On April 19, the United States Department of Education’s Office for Civil Rights declared new Title IX regulations to replace the version ratified in 2020. These new revisions to Title IX, presented by the Biden administration, were put into effect on Aug. 1, 2014. 

The 2024 version includes additional protections against sex-based harassment and violence that add to the original 1972 Public Law 92-318 prohibition of sex-based discrimination. This addition adds another layer of protection against discrimination based on sex, sexual orientation, gender identity and sex stereotypes. There is also an added clarification that protects pregnant people from discrimination. 

The U.S Department of Education claimed the new mandates would require schools “to take prompt and effective action to end any sex discrimination in their education programs or activities, prevent its recurrence, and remedy its effects” and to protect “against retaliation for students, employees, and others who exercise their Title IX rights.”
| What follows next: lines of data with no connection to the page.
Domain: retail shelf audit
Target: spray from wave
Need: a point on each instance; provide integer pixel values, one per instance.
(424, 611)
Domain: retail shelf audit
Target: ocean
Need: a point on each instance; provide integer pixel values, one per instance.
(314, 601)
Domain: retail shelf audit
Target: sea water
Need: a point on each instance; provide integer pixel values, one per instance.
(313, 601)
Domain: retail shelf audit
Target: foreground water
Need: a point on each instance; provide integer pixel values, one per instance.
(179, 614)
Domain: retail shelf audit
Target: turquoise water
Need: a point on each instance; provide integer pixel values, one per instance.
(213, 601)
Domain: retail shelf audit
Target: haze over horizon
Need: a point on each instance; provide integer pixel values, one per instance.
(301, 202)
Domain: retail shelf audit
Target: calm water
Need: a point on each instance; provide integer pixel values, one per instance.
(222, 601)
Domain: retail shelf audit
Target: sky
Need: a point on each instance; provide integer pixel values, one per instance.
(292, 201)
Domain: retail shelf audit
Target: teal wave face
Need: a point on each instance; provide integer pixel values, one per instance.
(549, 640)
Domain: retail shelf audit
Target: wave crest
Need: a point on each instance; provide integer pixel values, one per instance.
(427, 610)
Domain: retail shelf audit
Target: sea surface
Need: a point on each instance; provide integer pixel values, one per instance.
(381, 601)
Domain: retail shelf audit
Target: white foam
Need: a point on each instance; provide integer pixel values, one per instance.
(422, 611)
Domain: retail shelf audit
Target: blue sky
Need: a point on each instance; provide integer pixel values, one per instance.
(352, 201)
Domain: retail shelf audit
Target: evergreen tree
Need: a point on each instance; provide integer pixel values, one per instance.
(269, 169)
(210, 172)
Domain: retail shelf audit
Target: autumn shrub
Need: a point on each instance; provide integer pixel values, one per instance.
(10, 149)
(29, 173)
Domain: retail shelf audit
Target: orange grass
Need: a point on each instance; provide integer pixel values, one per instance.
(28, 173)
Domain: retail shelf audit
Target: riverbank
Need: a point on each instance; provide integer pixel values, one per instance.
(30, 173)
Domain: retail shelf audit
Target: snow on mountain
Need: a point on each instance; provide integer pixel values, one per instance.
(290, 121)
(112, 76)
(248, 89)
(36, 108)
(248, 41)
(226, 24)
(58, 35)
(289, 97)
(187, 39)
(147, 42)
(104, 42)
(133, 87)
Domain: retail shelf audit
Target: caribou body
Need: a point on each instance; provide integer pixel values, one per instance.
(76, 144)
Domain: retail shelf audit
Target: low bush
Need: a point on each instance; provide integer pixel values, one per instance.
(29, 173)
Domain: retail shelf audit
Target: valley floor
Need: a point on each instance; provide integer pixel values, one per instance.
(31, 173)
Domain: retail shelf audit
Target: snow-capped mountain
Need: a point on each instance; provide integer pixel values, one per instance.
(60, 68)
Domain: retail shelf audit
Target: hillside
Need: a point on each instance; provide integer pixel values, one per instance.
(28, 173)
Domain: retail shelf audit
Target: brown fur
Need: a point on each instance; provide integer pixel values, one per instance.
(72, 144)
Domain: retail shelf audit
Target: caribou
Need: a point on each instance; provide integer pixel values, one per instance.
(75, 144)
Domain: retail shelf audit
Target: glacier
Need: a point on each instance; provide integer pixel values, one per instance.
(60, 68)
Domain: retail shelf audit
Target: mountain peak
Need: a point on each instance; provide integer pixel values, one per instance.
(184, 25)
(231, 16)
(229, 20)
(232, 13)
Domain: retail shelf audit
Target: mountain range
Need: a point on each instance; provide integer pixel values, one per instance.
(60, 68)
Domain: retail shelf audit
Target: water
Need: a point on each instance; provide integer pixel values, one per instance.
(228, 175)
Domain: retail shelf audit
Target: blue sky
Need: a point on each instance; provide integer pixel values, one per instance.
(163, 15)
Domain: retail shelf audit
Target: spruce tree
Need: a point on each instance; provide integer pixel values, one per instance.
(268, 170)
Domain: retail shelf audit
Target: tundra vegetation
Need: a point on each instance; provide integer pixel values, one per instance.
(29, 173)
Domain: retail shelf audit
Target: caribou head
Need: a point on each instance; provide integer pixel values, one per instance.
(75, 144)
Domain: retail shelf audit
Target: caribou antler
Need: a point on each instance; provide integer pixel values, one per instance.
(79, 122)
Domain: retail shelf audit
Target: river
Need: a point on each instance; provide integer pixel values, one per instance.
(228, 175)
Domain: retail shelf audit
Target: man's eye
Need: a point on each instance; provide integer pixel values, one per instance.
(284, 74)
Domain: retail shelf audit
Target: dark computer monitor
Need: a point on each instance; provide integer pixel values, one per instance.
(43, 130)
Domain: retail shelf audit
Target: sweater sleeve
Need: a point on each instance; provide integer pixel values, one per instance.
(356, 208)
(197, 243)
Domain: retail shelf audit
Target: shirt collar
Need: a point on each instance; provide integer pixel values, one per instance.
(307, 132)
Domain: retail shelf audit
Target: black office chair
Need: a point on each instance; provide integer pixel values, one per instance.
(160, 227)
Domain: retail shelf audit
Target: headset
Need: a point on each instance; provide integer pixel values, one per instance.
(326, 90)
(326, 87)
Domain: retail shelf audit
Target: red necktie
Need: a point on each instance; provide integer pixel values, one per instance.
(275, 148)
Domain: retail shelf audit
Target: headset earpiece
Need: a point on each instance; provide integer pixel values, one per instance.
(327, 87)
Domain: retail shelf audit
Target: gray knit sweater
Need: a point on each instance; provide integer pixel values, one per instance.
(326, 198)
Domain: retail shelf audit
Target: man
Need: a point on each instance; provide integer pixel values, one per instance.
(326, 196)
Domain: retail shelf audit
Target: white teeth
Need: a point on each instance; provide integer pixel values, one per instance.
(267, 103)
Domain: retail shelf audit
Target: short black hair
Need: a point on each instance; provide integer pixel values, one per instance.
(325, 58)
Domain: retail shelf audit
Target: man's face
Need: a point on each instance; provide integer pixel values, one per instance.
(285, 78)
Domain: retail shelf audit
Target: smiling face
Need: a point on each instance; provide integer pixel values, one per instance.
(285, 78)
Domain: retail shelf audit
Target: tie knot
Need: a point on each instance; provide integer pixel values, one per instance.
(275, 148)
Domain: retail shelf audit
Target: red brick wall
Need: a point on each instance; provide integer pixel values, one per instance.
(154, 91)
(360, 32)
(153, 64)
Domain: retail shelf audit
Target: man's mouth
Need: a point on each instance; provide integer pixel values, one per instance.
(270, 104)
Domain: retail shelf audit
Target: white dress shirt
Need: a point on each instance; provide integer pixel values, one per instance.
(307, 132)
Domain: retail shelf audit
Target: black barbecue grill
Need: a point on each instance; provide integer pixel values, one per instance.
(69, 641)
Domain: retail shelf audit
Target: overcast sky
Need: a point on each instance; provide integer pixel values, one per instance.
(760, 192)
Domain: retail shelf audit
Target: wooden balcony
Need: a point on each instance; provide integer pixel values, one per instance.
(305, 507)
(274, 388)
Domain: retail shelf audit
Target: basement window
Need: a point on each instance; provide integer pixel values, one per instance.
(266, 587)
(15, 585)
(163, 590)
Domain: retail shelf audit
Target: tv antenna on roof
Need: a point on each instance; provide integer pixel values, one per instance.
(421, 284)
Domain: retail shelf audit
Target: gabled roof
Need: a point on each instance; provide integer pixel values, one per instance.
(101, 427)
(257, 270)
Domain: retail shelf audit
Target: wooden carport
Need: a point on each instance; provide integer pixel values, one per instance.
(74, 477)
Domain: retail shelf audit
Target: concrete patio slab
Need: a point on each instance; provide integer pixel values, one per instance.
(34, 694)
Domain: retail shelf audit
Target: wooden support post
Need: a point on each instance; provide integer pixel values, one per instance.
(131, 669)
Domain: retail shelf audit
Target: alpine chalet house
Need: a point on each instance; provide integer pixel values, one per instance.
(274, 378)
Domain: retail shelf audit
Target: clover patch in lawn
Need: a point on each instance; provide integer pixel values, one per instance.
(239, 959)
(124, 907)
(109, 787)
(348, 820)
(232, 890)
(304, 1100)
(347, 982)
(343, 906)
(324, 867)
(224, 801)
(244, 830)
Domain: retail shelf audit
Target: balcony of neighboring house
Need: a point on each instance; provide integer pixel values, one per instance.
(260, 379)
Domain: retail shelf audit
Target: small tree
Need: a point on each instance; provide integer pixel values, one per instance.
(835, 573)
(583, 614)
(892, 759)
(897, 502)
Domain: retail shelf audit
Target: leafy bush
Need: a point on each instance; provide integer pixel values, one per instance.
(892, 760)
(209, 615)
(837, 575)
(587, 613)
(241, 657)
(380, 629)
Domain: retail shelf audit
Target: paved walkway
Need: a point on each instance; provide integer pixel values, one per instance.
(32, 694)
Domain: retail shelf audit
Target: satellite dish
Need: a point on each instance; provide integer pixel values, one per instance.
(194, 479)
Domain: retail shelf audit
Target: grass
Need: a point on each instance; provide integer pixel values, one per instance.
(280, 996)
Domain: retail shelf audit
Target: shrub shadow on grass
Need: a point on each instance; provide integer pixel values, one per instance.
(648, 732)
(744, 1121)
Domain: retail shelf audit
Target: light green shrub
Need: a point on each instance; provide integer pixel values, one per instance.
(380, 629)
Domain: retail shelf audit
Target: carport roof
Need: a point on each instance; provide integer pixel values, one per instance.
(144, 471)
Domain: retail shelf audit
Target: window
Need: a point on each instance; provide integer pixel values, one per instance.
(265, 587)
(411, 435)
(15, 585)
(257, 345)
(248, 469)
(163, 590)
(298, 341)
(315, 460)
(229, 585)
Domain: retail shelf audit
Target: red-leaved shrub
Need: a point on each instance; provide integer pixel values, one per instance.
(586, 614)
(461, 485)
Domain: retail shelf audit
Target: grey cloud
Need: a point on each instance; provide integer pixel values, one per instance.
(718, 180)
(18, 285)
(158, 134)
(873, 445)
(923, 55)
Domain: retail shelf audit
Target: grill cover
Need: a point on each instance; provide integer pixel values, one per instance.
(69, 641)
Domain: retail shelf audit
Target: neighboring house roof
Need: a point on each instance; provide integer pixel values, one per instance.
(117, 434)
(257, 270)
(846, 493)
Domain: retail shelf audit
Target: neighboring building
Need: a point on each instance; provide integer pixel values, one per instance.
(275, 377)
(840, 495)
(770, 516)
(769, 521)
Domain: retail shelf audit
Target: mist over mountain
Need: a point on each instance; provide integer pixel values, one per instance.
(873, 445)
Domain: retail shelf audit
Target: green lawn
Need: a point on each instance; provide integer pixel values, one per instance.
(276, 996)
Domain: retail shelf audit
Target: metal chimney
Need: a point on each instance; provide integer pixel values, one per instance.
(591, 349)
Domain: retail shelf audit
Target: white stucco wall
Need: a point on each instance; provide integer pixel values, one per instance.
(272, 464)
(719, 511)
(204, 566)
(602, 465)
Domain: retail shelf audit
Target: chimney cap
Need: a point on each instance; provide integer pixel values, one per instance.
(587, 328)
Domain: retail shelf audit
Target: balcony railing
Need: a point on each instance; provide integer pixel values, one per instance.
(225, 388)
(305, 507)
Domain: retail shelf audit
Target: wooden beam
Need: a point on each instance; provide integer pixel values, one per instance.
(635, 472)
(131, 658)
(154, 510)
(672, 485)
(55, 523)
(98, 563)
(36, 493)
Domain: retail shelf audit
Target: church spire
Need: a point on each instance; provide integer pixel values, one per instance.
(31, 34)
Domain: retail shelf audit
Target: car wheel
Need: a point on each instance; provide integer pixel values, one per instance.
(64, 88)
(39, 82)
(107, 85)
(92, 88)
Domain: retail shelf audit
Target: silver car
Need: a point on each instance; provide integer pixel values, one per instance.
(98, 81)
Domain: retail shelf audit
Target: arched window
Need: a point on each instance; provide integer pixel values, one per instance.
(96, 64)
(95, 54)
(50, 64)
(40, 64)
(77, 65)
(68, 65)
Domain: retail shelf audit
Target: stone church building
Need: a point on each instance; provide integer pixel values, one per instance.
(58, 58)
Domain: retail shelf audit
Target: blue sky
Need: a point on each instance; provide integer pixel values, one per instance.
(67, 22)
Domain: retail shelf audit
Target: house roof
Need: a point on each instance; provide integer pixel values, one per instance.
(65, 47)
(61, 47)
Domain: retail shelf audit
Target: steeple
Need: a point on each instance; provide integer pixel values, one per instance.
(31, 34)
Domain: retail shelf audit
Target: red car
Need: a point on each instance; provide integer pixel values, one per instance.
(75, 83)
Twenty-six states have pushed to block Biden’s 2024 Title IX update. Every state with a Republican attorney general, barring New Hampshire, has blocked the decision. In the 24 states that have not blocked the new regulations, numerous educational establishments have been prevented from updating their Title IX policy due to a court ruling in Kansas. The Federal District Judge of Kansas, John Broomes, enacted a ruling that has caused schools with students or parents who are members of Female Athletes United, Moms for Liberty or Young America’s Foundation to not be able to update their Title IX policy. 

The three groups, also the plaintiffs, are against the ruling due to the allowance of transgender students to enter bathrooms of sex that they were not assigned at birth. They assert that the new Title IX regulations defy the First Amendment. They claim that by preventing school staff members from vocalizing their views on gender identity and having them use students’ preferred pronouns, their constitutional right is breached.

Due to a plaintiff group having a member that belongs to Drexel University, the ruling has been blocked from being implemented in the Philadelphia institution. There is a pending appeal as of now to challenge the Kansas injunction, but until any other decision is made, the 2020 version of the Title IX policy will remain in effect at the university.

In an email sent on Wednesday, July 31 by the Drexel Office for Institutional Equity and Inclusive Culture, it was reassured that the current Sexual Harassment and Misconduct and Discrimination, Harassment and Bias policies already protect sex, sexual orientation, gender identity and gender expression at Drexel. Regardless, the 2024 Title IX will be implemented if the injunction is removed.